Kino

KOMMENTAR: Die große Anstrengung

Die große Aufbruchstimmung herrschte vielleicht noch nicht in Baden-Baden, aber eine ungefähre Vorstellung, welch große Anstrengung vor der Kinobranche liegt, stellte sich schon am ersten Tag ein.
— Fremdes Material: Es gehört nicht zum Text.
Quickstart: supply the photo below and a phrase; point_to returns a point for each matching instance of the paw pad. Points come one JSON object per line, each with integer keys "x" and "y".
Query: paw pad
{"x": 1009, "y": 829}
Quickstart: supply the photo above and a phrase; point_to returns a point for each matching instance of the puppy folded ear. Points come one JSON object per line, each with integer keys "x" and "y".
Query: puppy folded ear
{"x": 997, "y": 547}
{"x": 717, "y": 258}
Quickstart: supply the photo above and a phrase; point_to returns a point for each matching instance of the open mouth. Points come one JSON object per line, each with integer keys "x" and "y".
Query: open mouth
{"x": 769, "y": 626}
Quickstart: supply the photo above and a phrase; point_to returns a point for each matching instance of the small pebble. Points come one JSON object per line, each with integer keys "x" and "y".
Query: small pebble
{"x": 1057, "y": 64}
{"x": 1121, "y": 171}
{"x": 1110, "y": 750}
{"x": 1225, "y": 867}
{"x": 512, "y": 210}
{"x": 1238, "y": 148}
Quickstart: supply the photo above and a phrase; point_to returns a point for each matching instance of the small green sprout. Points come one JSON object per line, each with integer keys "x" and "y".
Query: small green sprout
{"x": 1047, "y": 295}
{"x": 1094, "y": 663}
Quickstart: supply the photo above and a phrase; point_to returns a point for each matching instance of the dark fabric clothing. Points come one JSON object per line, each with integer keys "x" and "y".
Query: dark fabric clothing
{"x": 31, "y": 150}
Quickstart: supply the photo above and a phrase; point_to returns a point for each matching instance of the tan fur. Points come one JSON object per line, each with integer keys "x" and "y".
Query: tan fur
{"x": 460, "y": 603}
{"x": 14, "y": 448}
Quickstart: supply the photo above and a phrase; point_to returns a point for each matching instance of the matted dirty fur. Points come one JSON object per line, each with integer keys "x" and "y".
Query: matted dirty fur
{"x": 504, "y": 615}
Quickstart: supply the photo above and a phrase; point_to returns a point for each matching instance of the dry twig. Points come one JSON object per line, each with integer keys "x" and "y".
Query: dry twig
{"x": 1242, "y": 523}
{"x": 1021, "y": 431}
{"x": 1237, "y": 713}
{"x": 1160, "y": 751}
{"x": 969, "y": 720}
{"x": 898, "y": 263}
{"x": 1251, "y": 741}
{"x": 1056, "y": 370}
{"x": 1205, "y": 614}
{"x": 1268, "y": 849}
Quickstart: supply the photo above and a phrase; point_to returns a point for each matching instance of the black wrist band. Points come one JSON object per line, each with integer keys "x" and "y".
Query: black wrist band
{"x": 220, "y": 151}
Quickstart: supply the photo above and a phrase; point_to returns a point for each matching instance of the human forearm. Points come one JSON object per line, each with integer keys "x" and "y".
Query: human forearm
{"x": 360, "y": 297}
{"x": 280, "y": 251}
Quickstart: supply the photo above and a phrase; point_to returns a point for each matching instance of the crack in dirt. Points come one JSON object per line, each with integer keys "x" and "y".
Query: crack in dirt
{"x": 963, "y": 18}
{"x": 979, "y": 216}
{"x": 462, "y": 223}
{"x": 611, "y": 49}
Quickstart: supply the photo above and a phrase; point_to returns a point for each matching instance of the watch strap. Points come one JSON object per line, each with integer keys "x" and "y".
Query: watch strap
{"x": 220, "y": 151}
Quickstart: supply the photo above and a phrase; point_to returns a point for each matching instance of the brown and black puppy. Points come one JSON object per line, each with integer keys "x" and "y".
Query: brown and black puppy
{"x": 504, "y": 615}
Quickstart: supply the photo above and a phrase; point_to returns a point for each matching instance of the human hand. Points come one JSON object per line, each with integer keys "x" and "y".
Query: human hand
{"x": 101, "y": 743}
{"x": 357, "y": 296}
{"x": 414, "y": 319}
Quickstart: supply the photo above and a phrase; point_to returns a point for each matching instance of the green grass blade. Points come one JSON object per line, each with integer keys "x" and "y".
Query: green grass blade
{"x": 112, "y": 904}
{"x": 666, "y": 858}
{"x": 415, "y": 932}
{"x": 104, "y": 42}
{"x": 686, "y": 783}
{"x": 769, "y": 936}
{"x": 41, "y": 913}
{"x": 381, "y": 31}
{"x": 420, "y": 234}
11.04.2019 07:55 • von Jochen Müller

Die große Aufbruchstimmung herrschte vielleicht noch nicht in Baden-Baden, aber eine ungefähre Vorstellung, welch große Anstrengung vor der Kinobranche liegt, stellte sich schon am ersten Tag ein. Dabei sind die Herausforderungen bestimmt nicht nur digital, sondern vor allem analog. Natürlich wurde beim jährlichen Treffen der Kinobetreiber noch einmal im Detail das deprimierende Kinojahr 2018 analysiert. Mit eindrucksvollen Zahlen von GfK, ComScore und FFA zeigte sich, dass die sorgenvoll konstatierte Kinomüdigkeit der Deutschen bestimmt nicht nur dem Wetter und der WM geschuldet ist - Phänomene, mit denen sich der Markt letztes Jahr nicht zum ersten Mal auseinander setzen musste. Sicher lag es auch am Programm, bei dem wenige Titel Generationen übergreifend zu begeistern wussten. Und bestimmt trägt auch die Konkurrenz der Streamingdienste zur Ablenkung bei. Immerhin konnte im Home Entertainment Markt, der 2018 ein Rekordjahr mit über zwei Mrd. Euro Gesamtumsatz hinlegte, SVoD einen staunenerregenden Zuwachs um über 70 Prozent im Vorjahresvergleich hinlegen, auf immerhin 865 Mio. Euro. Gut möglich also, dass schon dieses Jahr mehr Geld für Streamingdienste ausgegeben wird als an der Kinokasse. Gleichzeitig zählt ein Gutteil der Streamingnutzer zu den treuesten und eifrigsten Kinobesuchern. Nun träumen alle davon, dass die Kinobetreiber bald soviel über ihre Kunden wissen, wie die Streamingkonkurrenz über ihre Abonnenten. Und natürlich muss jede Anstrengung unternommen werden, um hier mehr Daten zu sammeln und sie endlich auch mit allen, die im selben Boot sitzen, zu teilen. Dazu gab es dann auch von der Verbandspitze eindringliche Aufrufe, bei denen nicht ganz klar wurde, wie sich dieses Defizit nun a tempo aufholen lässt.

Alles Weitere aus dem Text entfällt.